The objectives of the IITs include:

  • To impart world class education in engineering and technology.
  • To conduct research in the relevant fields.
  • To aid in further advancement of learning and dissemination of knowledge.
  • Contributing significantly to education and research in basic sciences and humanities.

Have IIT’s Delivered?

Even though IITs made a beginning towards revolutionizing the technical education scenario of the country, their performance is far from being satisfactory. IITs have failed in many fronts such as:

  • IITs have failed to meet the urgent need of grasping the special aspirations and requirements of an independent India.
  • IITs have failed to invent and innovate for addressing the country’s pressing needs.
  • IITs have failed in aiding our space or nuclear programmes.
  • Seldom there has been creative inputs from IITs in building bridges, roads or dams
  • Despite government pumping huge amount to these institutes they have failed to produce even a single Nobel laureate.
  • IITs have failed to create an economically powerful entrepreneurial ecosystem in its immediate neighbourhood or elsewhere.
  • No path-breaking knowledge-based idea of practical importance has emerged from the IITs.

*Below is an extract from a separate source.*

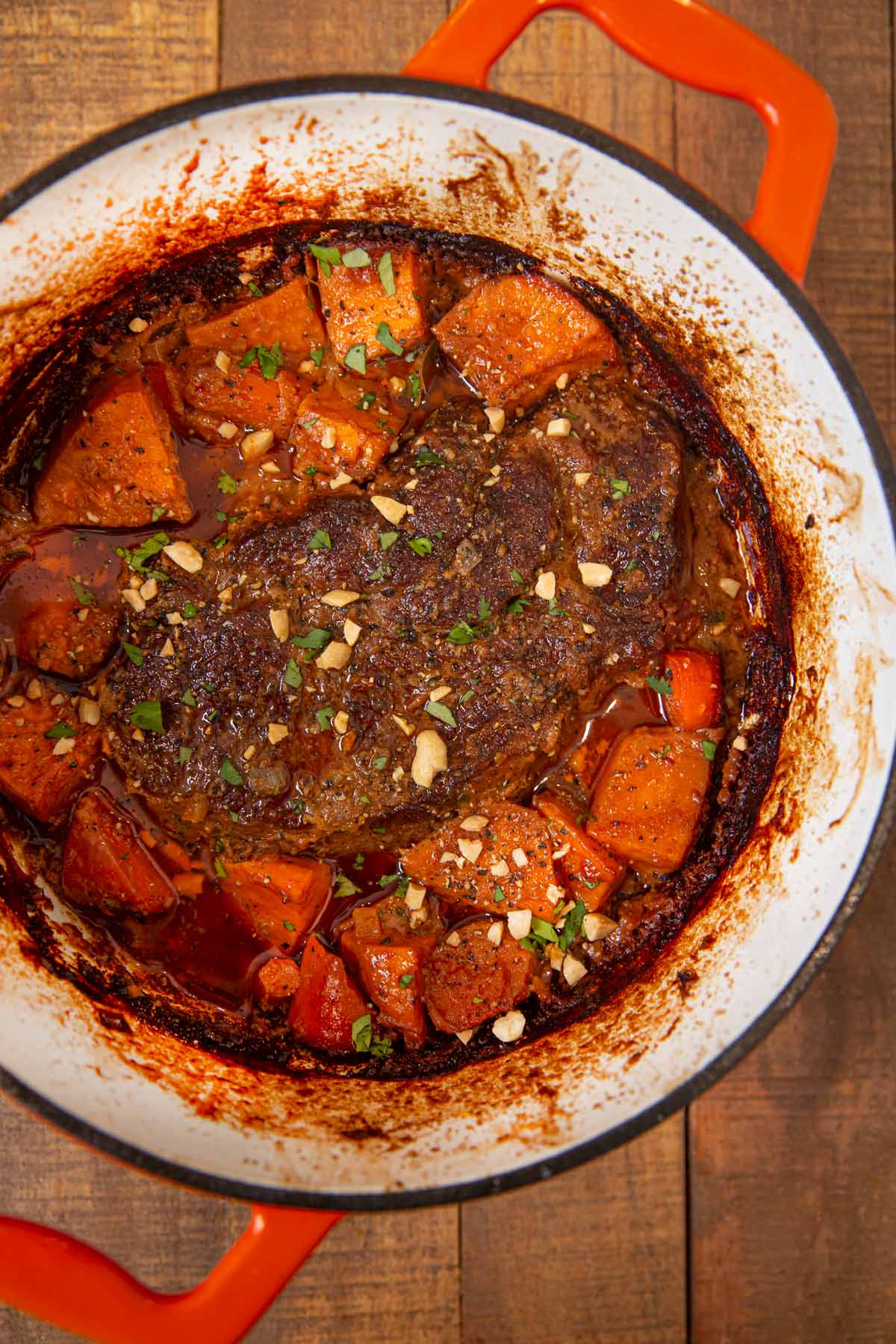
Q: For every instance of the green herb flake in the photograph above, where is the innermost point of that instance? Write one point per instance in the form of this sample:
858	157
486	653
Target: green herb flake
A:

Why IITs Couldn’t Deliver:

The various reasons due to which the IITs are getting choked are:

  • Interference of the government: Autonomy is one of the prerequisite for the IITs in achieving their stated objectives. Too much of governmental interference has clipped their wings. As a result IITs are getting reduced to nothing more than any other teaching institutes.
  • Mediocre faculty: A highly motive, rational and inspiring faculty is what needed in the IITs. Increase in the number of Status-quoits, risk averse and mediocre faculties is resulting in IITs losing their relevance.
  • Connecting with the mass: There was a lack of institutionalised programme or mechanism to connect IITs with India’s challenges and needs. As a result they have become Islands of excellence without forward or backward linkages with the society. IMPRINT India was a good move in bridging this gap.
  • Lack of inter-disciplinary approach: Even though IITs made an effort in building an inter-disciplinary approach over the time the institutions adopted harmonious mediocrity with the usual touch me not attitude.
  • Entrance tests: Admissions to IITs are based on a single entrance test. This has given coaching industries an opportunity to exploit. Most premier institutions across the world admit students into their programmes by evaluating the overall aptitude and personality.
  • Haphazard expansion: Unthought-of and ill-planned expansion has resulted in mushrooming of IITs with lack of necessary infrastructure.

It’s time for India to have a re-look at its approach towards IITs or else the institutes would lose their sheen and relevance in 21st century India.